Whitehot Magazine

Interview with Nathan Dilworth: Future Fair

Nathan Dilworth, Untitled, 2019. Oil on linen, 30 x 25 in. All images courtesy of the artist and LAUNCH F18. 

Nathan Dilworth

LAUNCH F18 Future Fair

May 6 - June 6, 2020

By SAM TRIOLI, May 2020 

SAM TRIOLI: Of the works currently on view in the online edition of Future Fair with LAUNCH F18, which piece in particular captures an essential moment in your work? 

NATHAN DILWORTH: The painting Untitled, from 2019, was one of the first in this group.  I painted the entire painting, then wiped the bottom half of the canvas clean.  So the only colors and gestures left in the bottom half are in places where pigments have stained the linen.  This relationship between absence and presence, and the sometimes interchangeability of those two qualities, is central to my work. 

What interests you most about painting? 

There is a duality built into painting - what I’ve heard the painter Stephen Westfall refer to as the image/object.  On one hand paintings are objects existing in the world, having a relationship to the hand, the body, material process, and having presence in relation to other objects. But on the other hand a painting presents itself as the traditional window into another world- by that I mean either an illusionistic representation, or a conceptual framework, the idea of the painting.  This second aspect is always trying to find a reference outside the painting.  The space between these two qualities, the image and the object, is something that I find very appealing. 

Nathan Dilworth, Equator, 2019. Oil on linen 30 x 25 in.

Having primarily worked in sculpture previously, where do you feel your work now intersects with both sculpture and painting?

Continuing from what I said about the idea of the image/object: I think my work has always tried to find a space between those two things, but previously I was just erring more on the side of the object. For instance much of my previous work consisted of photographs blown up to architectural scale, which then had areas of the image cut away after being installed. They had a very physical presence, but were also literally pictures of another time and place.  

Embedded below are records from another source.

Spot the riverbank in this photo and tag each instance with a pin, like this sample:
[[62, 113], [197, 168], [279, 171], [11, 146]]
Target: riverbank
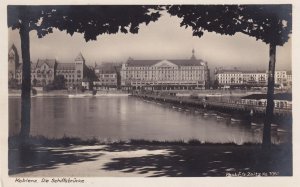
[[142, 158]]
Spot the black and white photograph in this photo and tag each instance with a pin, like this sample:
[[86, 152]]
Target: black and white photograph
[[170, 90]]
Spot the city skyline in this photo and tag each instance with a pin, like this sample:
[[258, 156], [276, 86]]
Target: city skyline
[[163, 39]]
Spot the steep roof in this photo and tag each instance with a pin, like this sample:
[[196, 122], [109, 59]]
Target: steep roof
[[179, 62], [278, 96]]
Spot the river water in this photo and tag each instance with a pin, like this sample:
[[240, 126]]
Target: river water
[[123, 118]]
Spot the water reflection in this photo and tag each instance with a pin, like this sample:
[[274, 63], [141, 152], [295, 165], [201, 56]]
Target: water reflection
[[125, 118]]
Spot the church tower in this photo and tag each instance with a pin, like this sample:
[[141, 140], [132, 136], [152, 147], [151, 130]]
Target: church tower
[[13, 62], [79, 68]]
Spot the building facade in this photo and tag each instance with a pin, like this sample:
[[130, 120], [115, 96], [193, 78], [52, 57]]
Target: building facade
[[44, 71], [164, 74], [108, 76], [235, 77]]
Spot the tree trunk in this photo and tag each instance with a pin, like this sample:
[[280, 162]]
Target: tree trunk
[[26, 81], [270, 98]]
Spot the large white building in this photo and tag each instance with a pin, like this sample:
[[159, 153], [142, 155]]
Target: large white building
[[164, 74], [236, 77]]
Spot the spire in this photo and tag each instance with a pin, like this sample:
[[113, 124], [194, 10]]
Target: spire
[[193, 55], [79, 57]]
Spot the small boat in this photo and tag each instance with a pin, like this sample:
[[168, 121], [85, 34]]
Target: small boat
[[77, 95], [281, 130]]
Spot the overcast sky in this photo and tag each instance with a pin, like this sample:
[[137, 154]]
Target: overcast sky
[[163, 39]]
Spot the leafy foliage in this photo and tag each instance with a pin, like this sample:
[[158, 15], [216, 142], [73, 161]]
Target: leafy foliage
[[269, 23], [90, 20]]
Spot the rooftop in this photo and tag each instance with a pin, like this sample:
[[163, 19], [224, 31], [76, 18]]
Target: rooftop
[[278, 96], [178, 62]]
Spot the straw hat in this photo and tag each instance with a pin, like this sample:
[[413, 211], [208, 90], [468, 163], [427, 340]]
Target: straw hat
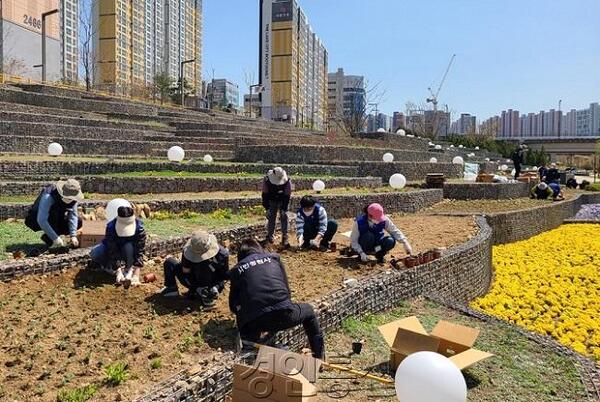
[[69, 190], [202, 246], [277, 176], [125, 226]]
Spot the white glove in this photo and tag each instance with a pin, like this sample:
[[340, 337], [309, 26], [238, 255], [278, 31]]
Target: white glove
[[59, 242]]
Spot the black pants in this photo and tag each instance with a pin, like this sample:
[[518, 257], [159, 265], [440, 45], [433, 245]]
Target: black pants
[[301, 313]]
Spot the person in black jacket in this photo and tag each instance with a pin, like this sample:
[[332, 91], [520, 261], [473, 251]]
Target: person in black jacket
[[125, 241], [261, 301], [203, 269], [276, 194]]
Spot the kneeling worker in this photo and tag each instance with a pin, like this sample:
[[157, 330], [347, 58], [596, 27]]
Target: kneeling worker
[[368, 234], [55, 212], [125, 240], [312, 226], [202, 270], [260, 299]]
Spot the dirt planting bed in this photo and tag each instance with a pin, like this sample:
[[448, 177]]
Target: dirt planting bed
[[61, 332]]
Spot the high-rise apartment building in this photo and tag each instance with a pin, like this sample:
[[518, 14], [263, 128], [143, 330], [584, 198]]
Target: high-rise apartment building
[[292, 66], [346, 95], [20, 38], [137, 40]]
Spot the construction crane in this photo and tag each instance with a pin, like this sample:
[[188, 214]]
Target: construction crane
[[434, 96]]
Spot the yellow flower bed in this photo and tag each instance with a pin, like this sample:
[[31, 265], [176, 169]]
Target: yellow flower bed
[[550, 284]]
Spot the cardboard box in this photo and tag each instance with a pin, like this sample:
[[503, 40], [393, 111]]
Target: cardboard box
[[276, 376], [92, 233], [407, 336]]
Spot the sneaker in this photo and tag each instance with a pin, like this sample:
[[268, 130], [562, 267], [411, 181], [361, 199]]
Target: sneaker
[[169, 292], [126, 282], [120, 277]]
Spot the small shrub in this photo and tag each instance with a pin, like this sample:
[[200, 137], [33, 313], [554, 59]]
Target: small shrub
[[77, 394], [116, 374]]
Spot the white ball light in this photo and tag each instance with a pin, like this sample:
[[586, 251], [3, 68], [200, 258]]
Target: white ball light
[[176, 154], [55, 149], [429, 377], [318, 186], [113, 206], [398, 181]]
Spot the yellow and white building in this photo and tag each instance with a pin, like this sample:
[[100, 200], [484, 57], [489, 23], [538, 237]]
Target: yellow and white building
[[135, 40], [293, 66]]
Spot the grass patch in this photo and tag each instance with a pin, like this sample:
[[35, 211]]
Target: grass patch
[[77, 395], [529, 371]]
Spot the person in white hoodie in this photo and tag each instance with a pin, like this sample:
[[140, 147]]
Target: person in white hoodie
[[368, 234]]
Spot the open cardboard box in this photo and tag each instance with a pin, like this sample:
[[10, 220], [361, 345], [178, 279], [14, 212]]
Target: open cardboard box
[[92, 233], [276, 376], [407, 336]]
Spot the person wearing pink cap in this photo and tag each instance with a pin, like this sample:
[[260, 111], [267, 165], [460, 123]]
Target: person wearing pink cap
[[368, 234]]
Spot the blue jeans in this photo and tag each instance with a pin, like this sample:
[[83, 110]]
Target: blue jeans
[[368, 243], [99, 255]]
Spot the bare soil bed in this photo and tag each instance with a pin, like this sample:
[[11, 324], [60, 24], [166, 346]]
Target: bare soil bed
[[60, 332]]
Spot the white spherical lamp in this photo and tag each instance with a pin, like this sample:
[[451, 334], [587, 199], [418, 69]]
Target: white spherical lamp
[[176, 154], [458, 160], [113, 206], [318, 186], [429, 377], [55, 149], [398, 181]]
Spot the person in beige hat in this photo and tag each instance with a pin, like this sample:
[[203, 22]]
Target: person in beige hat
[[276, 194], [202, 269], [125, 241], [55, 213]]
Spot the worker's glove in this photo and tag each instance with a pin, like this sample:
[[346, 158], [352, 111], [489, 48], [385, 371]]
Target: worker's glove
[[59, 242], [407, 247]]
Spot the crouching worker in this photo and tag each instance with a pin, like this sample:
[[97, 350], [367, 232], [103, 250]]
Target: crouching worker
[[125, 241], [276, 193], [312, 226], [202, 270], [260, 299], [368, 234], [55, 212]]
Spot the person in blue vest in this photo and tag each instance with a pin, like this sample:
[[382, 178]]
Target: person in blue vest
[[125, 241], [368, 234], [313, 228], [260, 298], [276, 194], [55, 213]]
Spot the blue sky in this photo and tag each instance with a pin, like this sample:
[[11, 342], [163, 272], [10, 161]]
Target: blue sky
[[524, 54]]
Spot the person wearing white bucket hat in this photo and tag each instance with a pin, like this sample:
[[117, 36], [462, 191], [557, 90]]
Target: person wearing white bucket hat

So these new works are paintings in every way, but they are revolving around the same ideas, just a little more about the image, and a little more about color.  The physical characteristics are slightly lower profile - layers of paint instead of heavyweight vinyl or fabric – but I think some of the tactics of disrupting a space have carried over.  

Throughout a number of your new paintings there is a fascinating element of how you allow for things to connect and touch, a block of color next to a gesture, a dividing line crossing half of the canvas, do you consciously bring these elements together?  Or is it based more on a feeling?

I guess more of a feeling.  I spend a lot of time waiting for things to come together in a particular way.  It happens differently from painting to painting. Maybe one way of putting it would be to say that I’m looking for a certain amount of indecipherability.  I like to have two parts of the painting interfering with one another. 

Nathan Dilworth, Untitled, 2019. Oil on linen 72 x 60 in.

Do you feel there is a reference to the landscape or light at all with your work? 

For sure.  Light plays a big role.  One of the things I love about photography is the atmospheric light captured in each photo.  I will frequently try to translate the colors from a photo into a painting, or try to juxtapose light from two different places into one picture. 

Joan Mitchell once said that “Abstract is not a style. I simply want to make a surface work.” Do you relate to that approach at all? 

Yes and no. I’m not interested in developing a style, at least not in the normal sense of the word. But I also don’t really strive for a coherent surface.  And there is a purity of approach implied in that statement that I don’t really relate to.  

Nathan Dilworth, Deluge, 2019. Oil on linen 72 x 66 in.

What do you feel you’ve captured in these new works that are included in Future Fair? 

I try to let as much into my work as possible, so hopefully they reflect something about me and something about this moment in the world…  But it’s probably best expressed in the language of painting.  

Nathan Dilworth was born in 1983 in Dallas, Texas. He graduated with a BFA from the Rhode Island School of Design in 2005 and studied at the De Ateliers Studio Program in Amsterdam from 2005-2007. Previous exhibitions include "Something and Something Else," Museum Van Bommel Van Dam, Venlo, The Netherlands (2008); "Room Tones," St. Cecilia Convent, Brooklyn, NY (2009); "Don't Wake Up," North Henry Annex, Brooklyn, NY (2011); "Wild Things," LAUNCH F18, New York, NY (2011), "Nathan Dilworth & Frankie Rice," Art Current, Provincetown, MA (2012), "Peripheral Prose," Long House Projects, New York, NY (2013). Previous solo exhibitions include "Look For Small Recorders," LAUNCH F18, New York (2011); "Nathan Dilworth," Picture Menu, Brooklyn (2012); “Mushrooms Demystified,” LAUNCH F18, New York (2013) and “Nathan Dilworth,” LAUNCH F18, New York (2015).  Nathan lives and works in Brooklyn, NY. WM 

Sam Trioli

 

 Sam Trioli is an artist and writer living and working in New York City.